I thought I would observe the centenary of the end of World War I and Veterans’ Day with a book recommendation: The Vanquished: Why the First World War Failed to End. This is a powerful, deeply important book. Today we are observing the century since the armistice that ended the First World War. But this anniversary obscures a reality this book explores with great depth and hideous illumination. In the West, mainly for England, France, and Belgium, the war took a catastrophic toll. But it was conducted largely within accepted distinctions between combatants and civilians. Just as importantly it ended with a rapid and full transition from war to peace, hostilities to demobilization. The history is dramatically different the further we look to the east.
The German Imperial state collapsed with the signing of the armistice and unwound into months of paramilitary violence and revolution from which a moderate socialist parliamentary government, which we know as the Weimar Republic, eventually consolidated power only with the assistance of rightist paramilitaries which would provide the seedbed for the growth of Nazism over the following decade.
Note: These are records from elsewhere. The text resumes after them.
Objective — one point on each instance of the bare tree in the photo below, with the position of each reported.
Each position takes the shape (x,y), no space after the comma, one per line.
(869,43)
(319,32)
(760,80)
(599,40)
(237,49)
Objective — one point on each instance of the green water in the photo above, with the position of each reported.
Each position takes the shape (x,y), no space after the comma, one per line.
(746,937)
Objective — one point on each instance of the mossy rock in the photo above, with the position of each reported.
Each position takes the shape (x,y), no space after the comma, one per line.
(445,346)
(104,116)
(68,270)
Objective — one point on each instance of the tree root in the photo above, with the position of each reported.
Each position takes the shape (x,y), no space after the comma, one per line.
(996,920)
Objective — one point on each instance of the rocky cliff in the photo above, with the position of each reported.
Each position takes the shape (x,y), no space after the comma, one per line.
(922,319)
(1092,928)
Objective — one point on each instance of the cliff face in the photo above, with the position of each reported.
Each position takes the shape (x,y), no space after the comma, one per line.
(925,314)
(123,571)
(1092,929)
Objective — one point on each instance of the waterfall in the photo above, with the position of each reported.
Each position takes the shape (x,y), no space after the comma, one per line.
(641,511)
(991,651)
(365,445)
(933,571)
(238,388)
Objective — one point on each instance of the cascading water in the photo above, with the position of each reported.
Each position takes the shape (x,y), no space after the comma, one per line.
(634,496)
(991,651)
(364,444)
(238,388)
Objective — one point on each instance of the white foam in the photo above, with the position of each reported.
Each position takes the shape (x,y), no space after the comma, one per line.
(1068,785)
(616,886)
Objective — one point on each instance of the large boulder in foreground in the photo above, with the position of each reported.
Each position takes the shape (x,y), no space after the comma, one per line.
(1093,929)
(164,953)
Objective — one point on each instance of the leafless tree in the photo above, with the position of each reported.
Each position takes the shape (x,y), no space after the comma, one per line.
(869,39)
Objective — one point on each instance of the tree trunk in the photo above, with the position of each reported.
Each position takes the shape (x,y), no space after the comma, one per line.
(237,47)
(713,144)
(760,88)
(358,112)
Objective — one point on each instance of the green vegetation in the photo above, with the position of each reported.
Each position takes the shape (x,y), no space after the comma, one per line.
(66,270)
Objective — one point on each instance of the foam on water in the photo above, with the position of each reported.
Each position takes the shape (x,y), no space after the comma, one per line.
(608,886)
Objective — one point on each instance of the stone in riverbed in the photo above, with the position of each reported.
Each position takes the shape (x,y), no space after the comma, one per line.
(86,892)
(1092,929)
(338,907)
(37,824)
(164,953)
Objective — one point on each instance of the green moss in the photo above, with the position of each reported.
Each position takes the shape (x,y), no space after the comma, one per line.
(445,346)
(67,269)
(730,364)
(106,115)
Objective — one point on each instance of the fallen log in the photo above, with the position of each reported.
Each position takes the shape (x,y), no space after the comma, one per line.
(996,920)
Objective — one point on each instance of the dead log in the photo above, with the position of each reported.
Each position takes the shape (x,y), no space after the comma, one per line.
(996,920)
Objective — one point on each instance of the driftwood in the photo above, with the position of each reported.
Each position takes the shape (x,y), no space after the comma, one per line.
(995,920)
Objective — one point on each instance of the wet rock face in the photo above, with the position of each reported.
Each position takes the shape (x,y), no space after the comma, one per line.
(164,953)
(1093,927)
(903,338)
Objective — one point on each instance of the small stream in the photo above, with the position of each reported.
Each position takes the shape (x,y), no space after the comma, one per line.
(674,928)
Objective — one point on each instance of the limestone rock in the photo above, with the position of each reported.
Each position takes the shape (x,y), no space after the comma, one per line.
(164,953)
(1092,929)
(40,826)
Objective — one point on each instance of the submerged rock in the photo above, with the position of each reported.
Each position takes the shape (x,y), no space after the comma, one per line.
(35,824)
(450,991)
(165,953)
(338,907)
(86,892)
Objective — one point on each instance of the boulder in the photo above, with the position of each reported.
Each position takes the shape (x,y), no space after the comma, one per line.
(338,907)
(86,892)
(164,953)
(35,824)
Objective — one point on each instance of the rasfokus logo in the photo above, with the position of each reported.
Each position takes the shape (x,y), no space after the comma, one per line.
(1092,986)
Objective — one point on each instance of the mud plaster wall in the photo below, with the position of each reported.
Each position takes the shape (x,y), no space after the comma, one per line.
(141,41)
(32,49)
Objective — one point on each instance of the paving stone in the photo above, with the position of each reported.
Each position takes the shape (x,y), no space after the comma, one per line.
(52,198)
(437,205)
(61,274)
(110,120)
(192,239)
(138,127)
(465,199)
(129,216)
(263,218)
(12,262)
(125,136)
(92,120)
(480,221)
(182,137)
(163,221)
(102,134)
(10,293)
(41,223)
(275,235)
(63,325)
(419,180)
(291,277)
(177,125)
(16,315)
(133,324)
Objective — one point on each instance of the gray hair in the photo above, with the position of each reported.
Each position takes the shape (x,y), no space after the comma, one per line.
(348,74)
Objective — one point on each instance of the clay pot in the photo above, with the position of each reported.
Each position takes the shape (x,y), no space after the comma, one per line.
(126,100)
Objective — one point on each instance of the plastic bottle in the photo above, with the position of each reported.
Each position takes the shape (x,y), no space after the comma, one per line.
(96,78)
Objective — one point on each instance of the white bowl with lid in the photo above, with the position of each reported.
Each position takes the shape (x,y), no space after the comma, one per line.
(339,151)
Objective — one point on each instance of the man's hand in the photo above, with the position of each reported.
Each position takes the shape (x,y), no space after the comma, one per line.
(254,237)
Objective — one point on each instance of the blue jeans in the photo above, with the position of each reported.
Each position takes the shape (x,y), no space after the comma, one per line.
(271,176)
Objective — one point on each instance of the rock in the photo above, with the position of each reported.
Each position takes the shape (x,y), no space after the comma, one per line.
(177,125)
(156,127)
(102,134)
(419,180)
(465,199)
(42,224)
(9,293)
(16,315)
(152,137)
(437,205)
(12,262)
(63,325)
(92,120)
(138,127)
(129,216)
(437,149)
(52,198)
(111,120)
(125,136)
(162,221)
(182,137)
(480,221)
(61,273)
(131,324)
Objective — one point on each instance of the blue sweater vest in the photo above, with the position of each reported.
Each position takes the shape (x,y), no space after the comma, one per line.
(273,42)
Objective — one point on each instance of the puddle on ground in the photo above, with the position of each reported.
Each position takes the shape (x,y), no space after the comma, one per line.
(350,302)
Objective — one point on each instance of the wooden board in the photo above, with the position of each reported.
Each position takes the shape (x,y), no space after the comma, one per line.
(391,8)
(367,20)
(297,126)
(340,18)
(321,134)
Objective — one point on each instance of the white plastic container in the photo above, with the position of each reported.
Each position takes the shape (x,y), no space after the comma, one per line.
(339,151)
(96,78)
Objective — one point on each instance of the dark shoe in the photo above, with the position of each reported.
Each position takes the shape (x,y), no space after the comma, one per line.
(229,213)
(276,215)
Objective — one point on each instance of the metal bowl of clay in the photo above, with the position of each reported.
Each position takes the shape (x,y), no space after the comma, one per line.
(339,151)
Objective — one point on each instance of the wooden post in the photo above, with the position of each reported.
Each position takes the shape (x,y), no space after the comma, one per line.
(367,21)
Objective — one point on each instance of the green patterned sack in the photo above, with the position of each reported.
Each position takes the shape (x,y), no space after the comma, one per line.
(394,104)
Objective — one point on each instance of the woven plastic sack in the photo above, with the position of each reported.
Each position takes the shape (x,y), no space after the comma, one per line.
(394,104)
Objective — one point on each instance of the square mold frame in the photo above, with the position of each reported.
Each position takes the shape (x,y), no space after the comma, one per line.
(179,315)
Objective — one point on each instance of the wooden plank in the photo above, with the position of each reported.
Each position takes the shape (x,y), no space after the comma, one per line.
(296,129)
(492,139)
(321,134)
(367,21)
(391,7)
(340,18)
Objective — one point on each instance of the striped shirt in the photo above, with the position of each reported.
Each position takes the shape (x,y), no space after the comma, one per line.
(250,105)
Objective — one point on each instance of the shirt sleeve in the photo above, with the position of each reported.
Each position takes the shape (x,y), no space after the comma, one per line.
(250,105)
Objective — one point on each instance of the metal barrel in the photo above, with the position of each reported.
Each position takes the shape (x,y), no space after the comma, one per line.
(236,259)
Italy, a nominal victor state, entered a comparable if less bloody period of trial from which emerged the “fascist” dictatorship of Benito Mussolini in 1922.
But it was in the east, in the regions we now know as Poland, Ukraine, Austria, Hungary, Belarus, Russia. the Baltics and the Balkans where the fighting really never ended. Here the formal war of 1914 and 1918 was conducted in a more total fashion than it had been in the West. Armistice brought state collapse and a period of state building and regeneration through violence, population transfers and mass killing.
In this sense the war that nominally ended in late 1918 didn’t really end until the early 1920s. From a longer perspective this end of hostilities in the early 1920s was itself more of an interruption or lull from which hostilities picked up again in the late 1920s and continued, with continuing cycles of brutalizing violence and innovations in organized killing by ‘racial’ categories, which continued right through the middle 1940s.
It is only today that we see the beginnings of comparable breakdowns in state relations, the rise of aggressive nationalisms and racialist movements that were the great story of that period.